El año que Bad Gyal sacó 'Fiebre' y Rosalía aún era “la chica que cantaba 'Antes de morirme' con C. Tangana”, mi amiga Andrea me trajo de China una sudadera falsa de la firma Vetements. La combinaba con unas Air Max 97 y con un 'tote bag'. Llevaba el pelo igual que Mica Argañaraz, compartía piso en Malasaña, acababa de descubrir a Virginie Despentes y utilizaba el término 'normie' despectivamente.

'Normies' eran aquellos que todavía no conocían ni a Bad Gyal ni a C. Tangana, ni por supuesto a Rosalía, sino que iban a festivales que nunca eran el Primavera o el Sónar y disfrutaban viendo una y otra vez a Vetusta Morla o a Izal. Habían estudiado ADE, derecho o alguna ingeniería y, a sus 'veintibastantes', tenían salarios más dignos que el mío y que el de la mayoría de periodistas, diseñadores gráficos, directores de fotografía, estilistas y músicos con los que me relacionaba. Pero sus cuentas de Instagram eran más aburridas y sus descripciones de Tinder menos ingeniosas.

Si me ponía torera, en lugar de 'normies' los llamaba peatones del GTA, expresión que le había copiado a un amigo fotógrafo, que a su vez le copió a un 'youtuber' –aunque esto lo supe más tarde–. Los peatones del GTA eran culpables de celebrar San Valentín en La Tagliatella, de organizar despedidas de soltero con disfraces y de afirmar que su película favorita era Pulp Fiction.

Para diferenciarse, uno podía echar mano de dos cosas: el consumo o la ironía. Como ellos compraban 'best sellers', bastaba con decantarse por libros de editoriales independientes, preferiblemente catalanas. Si los 'normies' disfrutaban genuinamente de 'Operación Triunfo', 'Friends' o el reguetón, era suficiente con darle a todo ello una pátina de ironía para disfrutarlo igual que ellos pero sin culpa.

friends
NBC//Getty Images

Los normies vestían todos igual: como decidía Amancio. O eso pensaba yo el año que Bad Gyal sacó 'Fiebre'. Pero un día que no sabría fechar, quizá paseando por la calle Fuencarral o echándome unas cañas en el Dos de Mayo, empecé a darme cuenta de que nosotros, los que utilizábamos normie despectivamente, los que, aunque no lo verbalizáramos, dividíamos el mundo en un ellos (los 'normies') y un nosotros, éramos aún más parecidos. No sólo vestíamos idénticos sino que también lucíamos los mismos tatuajes, teníamos las mismas aspiraciones, nos emocionaban las mismas canciones, nos comprometían las mismas causas y nos emborrachábamos en los mismos bares.

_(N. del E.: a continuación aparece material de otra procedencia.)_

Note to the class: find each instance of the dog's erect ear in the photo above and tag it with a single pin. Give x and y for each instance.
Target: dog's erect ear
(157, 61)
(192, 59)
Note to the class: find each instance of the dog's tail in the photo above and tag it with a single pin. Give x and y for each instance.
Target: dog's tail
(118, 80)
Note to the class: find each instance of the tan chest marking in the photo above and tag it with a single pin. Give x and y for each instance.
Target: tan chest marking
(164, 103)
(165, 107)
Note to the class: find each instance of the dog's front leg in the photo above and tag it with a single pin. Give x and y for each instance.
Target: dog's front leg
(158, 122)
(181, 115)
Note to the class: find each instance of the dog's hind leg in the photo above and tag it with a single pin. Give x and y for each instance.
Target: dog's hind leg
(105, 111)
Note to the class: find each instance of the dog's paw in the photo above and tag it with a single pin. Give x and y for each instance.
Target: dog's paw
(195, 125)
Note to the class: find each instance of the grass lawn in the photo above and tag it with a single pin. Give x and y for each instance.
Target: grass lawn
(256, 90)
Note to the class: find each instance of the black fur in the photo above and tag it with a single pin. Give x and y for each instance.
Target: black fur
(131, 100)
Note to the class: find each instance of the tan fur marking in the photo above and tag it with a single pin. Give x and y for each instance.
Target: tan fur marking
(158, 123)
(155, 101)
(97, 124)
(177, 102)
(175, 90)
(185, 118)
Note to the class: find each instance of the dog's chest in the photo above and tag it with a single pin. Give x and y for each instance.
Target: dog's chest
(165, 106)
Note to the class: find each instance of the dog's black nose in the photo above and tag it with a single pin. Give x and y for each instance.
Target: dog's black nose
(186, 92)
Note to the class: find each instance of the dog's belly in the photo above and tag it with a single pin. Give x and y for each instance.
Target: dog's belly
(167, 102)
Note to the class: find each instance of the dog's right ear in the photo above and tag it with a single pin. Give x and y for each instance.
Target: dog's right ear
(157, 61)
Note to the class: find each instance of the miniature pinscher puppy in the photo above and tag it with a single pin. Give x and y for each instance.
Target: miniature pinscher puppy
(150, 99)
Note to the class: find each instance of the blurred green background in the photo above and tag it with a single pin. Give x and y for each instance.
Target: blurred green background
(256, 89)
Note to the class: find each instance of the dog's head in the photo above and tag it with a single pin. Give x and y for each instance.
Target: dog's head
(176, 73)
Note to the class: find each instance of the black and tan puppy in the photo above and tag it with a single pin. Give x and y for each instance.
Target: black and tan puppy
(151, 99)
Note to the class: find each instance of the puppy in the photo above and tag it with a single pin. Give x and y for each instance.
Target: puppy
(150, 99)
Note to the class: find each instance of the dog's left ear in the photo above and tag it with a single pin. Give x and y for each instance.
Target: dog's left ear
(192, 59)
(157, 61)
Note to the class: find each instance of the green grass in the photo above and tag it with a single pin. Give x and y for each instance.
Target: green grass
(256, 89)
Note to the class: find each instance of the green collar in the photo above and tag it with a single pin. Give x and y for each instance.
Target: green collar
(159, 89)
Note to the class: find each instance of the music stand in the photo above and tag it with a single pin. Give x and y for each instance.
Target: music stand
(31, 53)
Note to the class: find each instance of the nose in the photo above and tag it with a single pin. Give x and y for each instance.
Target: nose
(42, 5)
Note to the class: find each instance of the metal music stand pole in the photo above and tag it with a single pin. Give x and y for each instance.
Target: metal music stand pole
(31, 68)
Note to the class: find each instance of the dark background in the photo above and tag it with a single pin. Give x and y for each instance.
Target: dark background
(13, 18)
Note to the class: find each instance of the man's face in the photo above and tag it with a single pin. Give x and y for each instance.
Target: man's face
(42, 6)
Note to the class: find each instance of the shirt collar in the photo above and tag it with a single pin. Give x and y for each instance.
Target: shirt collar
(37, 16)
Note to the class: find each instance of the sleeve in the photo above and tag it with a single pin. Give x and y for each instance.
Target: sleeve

Nos parecíamos incluso en no darnos cuenta de lo paradójico que era sentirnos tan especiales siendo calcos unos de otros y, sobre todo, de lo que dictaba el mercado en cada momento. Nuestras similitudes traspasaban incluso fronteras, ya que seguramente un 'normie' francés era distinto de un 'normie' español, pues ellos tendrían su Guitarricadelafuente y su María Pombo gabachos. Nosotros, sin embargo, éramos exactamente iguales en Madrid a la fauna de Kreuzberg en Berlín, de Williamsburg en Nueva York o de Dalston en Londres.

Así, otro día que no sabría fechar, empecé a sospechar que igual la 'normie' era yo por pensarme tan especial, por despreciar a quienes no se consideraban distintos ni perseguían la diferencia, por establecer un ellos y un nosotros en base a algo tan ridículo como lo que uno produce y, sobre todo, consume. Porque puede que en tiempos de culto a lo diferente, a lo disruptivo y a lo original, lo verdaderamente extraño sea pensarse, quererse y declararse uno normal, 'normie', un orgulloso peatón del GTA.